For the null culture with ProteoStat in Fig. 8(C), there was a strong HMW peak at around 5.5 min. We also saw that null culture with ProteoStat (Fig. 8(C)), there was a stronger increase in fluorescence signal of LMW species at 9 min compared with the null culture with SYRPO Orange (Fig. 8(A)). There was also a more defined LMW species peak seen with IgG mAb B (Fig. 8(D)) with ProteoStat at 10 min than with SYPRO Orange (Fig. 8(B)). The IgG mAb B culture with ProteoStat (Fig. 8(D)) had a surprisingly strong monomeric mAb signal at around 8 min. This signal was stronger than both the HMW and LMW. ProteoStat also detected the HMW in the null culture on day 14 (Fig. 8(C)) with higher intensities than the IgG mAb B on day 14 (Fig. 8(D)). This correlated with the plate dye assay whereby we saw that the null culture shake flask 1 had higher fluorescence on day 14 than the IgG mAb B.

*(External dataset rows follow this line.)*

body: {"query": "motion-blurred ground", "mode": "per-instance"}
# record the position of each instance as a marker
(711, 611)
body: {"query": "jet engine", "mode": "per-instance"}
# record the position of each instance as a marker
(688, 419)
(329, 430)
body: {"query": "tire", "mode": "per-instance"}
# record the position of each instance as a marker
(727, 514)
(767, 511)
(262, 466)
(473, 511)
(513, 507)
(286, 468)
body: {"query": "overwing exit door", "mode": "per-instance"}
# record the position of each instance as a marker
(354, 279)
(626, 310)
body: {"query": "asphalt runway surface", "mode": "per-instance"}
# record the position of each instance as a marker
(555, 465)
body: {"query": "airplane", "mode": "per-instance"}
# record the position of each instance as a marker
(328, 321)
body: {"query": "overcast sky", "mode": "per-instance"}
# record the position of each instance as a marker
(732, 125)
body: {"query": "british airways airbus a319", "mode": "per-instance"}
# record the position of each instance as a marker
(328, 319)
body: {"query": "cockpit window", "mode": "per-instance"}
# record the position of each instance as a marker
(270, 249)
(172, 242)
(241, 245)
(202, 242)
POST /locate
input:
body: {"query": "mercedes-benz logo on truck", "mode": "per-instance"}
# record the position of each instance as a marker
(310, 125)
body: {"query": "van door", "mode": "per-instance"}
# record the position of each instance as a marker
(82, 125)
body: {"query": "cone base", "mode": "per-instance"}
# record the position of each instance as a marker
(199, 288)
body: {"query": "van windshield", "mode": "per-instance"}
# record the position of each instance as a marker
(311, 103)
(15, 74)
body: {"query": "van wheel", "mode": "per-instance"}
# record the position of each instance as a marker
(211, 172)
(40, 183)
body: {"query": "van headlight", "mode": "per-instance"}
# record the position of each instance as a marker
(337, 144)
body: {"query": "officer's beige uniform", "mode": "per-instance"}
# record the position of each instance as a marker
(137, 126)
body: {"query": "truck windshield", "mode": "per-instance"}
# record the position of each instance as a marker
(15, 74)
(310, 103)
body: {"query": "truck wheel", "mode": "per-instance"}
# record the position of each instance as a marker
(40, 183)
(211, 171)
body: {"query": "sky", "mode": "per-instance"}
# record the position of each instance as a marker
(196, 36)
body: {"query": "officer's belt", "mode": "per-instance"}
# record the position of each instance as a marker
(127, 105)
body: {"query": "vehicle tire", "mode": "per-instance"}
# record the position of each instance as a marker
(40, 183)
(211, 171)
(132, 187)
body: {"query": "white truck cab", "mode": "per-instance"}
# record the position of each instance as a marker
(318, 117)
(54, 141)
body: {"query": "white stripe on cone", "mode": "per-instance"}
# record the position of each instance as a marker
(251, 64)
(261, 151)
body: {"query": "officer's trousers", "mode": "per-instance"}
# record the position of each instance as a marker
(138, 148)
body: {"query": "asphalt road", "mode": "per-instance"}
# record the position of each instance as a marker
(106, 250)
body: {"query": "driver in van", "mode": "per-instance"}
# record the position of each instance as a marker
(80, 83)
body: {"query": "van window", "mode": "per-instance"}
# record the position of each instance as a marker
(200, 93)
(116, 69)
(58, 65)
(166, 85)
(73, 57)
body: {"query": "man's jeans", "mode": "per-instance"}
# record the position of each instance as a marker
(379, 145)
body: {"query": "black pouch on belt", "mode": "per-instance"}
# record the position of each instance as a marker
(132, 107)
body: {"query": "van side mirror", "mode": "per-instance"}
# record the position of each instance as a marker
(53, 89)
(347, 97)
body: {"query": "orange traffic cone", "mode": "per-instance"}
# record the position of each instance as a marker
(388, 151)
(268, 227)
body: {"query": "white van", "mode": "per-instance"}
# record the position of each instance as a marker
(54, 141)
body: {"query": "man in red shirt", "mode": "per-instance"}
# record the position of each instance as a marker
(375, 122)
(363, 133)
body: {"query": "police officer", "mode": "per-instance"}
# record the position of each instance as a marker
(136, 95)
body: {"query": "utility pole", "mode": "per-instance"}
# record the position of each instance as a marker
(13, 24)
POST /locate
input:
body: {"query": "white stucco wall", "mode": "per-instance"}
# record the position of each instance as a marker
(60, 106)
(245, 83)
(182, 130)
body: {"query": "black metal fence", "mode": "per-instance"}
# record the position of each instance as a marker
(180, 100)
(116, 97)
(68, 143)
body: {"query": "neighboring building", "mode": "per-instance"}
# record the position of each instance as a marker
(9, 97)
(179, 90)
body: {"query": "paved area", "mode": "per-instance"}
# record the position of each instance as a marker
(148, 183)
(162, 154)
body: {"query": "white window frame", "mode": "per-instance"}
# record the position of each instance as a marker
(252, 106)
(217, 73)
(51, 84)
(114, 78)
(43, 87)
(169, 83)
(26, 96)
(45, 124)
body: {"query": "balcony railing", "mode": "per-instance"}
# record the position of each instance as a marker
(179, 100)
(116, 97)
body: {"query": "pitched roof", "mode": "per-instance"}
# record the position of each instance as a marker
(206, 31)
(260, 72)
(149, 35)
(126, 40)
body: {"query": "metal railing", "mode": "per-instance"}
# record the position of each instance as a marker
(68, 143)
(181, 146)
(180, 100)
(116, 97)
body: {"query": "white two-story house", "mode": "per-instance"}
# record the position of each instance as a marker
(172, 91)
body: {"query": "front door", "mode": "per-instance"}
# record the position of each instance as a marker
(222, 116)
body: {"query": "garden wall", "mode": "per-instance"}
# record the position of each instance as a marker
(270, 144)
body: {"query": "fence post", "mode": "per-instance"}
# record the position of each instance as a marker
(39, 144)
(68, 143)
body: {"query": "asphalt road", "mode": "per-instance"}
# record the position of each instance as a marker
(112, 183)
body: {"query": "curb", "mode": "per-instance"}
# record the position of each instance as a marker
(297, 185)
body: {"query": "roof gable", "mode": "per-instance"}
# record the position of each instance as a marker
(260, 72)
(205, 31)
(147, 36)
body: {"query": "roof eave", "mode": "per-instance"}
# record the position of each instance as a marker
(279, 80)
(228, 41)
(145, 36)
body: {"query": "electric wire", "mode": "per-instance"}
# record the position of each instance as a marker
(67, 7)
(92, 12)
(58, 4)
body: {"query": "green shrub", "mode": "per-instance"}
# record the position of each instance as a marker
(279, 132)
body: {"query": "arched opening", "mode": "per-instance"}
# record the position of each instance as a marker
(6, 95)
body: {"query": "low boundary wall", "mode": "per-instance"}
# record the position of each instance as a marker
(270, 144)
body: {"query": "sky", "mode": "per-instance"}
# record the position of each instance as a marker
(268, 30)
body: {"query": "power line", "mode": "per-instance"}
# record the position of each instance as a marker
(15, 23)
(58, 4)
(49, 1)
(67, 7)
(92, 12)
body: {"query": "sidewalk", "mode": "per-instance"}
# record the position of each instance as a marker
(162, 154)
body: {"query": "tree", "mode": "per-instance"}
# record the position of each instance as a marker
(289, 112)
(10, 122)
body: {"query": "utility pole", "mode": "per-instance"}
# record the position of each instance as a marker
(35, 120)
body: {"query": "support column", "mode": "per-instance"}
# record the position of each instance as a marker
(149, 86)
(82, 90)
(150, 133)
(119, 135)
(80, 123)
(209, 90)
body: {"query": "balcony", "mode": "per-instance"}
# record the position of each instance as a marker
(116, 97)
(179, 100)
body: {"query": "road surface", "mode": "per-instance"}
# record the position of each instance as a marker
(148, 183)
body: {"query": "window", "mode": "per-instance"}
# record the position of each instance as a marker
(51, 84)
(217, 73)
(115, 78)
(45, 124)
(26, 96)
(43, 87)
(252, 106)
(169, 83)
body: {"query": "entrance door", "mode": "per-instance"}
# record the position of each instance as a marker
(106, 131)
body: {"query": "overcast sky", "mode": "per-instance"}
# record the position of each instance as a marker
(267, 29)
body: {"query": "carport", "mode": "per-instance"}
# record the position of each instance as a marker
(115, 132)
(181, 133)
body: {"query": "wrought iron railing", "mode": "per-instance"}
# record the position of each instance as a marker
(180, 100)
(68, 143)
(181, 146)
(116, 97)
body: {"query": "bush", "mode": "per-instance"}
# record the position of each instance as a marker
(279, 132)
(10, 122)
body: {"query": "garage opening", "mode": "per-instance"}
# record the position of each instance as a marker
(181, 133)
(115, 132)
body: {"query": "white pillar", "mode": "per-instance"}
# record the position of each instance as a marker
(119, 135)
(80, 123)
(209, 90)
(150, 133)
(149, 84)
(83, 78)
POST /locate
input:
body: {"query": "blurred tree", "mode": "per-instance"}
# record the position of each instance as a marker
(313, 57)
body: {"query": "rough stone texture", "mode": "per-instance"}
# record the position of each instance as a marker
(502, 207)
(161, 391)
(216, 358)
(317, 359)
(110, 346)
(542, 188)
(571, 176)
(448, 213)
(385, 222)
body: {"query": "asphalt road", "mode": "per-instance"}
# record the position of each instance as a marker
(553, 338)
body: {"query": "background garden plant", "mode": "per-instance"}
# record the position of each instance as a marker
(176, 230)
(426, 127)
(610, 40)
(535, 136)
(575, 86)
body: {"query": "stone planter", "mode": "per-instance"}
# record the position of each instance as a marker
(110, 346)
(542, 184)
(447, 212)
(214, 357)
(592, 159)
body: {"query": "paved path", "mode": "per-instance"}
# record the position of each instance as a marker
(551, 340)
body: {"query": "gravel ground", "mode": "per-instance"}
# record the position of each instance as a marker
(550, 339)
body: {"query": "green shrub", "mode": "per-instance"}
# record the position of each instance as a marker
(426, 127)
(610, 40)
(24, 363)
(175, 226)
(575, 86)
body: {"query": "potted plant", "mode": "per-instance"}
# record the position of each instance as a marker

This led to the conclusion that SYPRO Orange was more sensitive at detecting very large molecular weight species. ProteoStat on the other hand, was not as effective as SYPRO Orange at measuring very large aggregates and is perhaps better suited to smaller aggregates. In addition, ProteoStat binds to monomeric mAb which may skew fluorescence results compared with SYPRO Orange.

CONCLUSION

A current challenge in bioprocessing is the ability to measure critical quality attributes without prior purification. Fluorescent dyes have been known for their sensitivity and ability to measure aggregates based on different types of interactions. With the dyes used in this study, the main interactions with aggregates were due to interacting with exposed hydrophobic regions on proteins (Bis‐ANS and SYPRO Orange), and constrained dye rotation resulting in fluorescence (ThT and ProteoStat). All four dyes used in this study worked well in purified conditions, however, there has been limited application of fluorescent dyes in cell culture. The only previous study showed Bis‐ANS to be suitable to analyse mAb aggregate from cell cultures. However, from this study, we showed an increase in fluorescence in both null and mAb clarified cultures in the presence of dyes from inoculation up to day 14. The fluorescence in the null clarified supernatant had similar (and in one case higher) fluorescence intensities to/than the mAb clarified supernatant. This showed that fluorescent dyes solely are not a specific indicator of mAb aggregation. However, the fluorescent dyes used in this study revealed the potential to use as not only an indicator of protein aggregation but also screening for viability. This study also provided interesting insight into the type of aggregates the dyes are interacting with. It seemed that SYPRO Orange is more sensitive for measuring large aggregates whereas ProteoStat is able to detect aggregates, monomeric mAb and fragments to similar extents. One potential application of SYPRO Orange may be to highlight cell lines which may produce large aggregates during the cell culture which may cause issues during harvest. It could be used to aid cell line selection in maximising viabilities and minimising the amount of aggregates.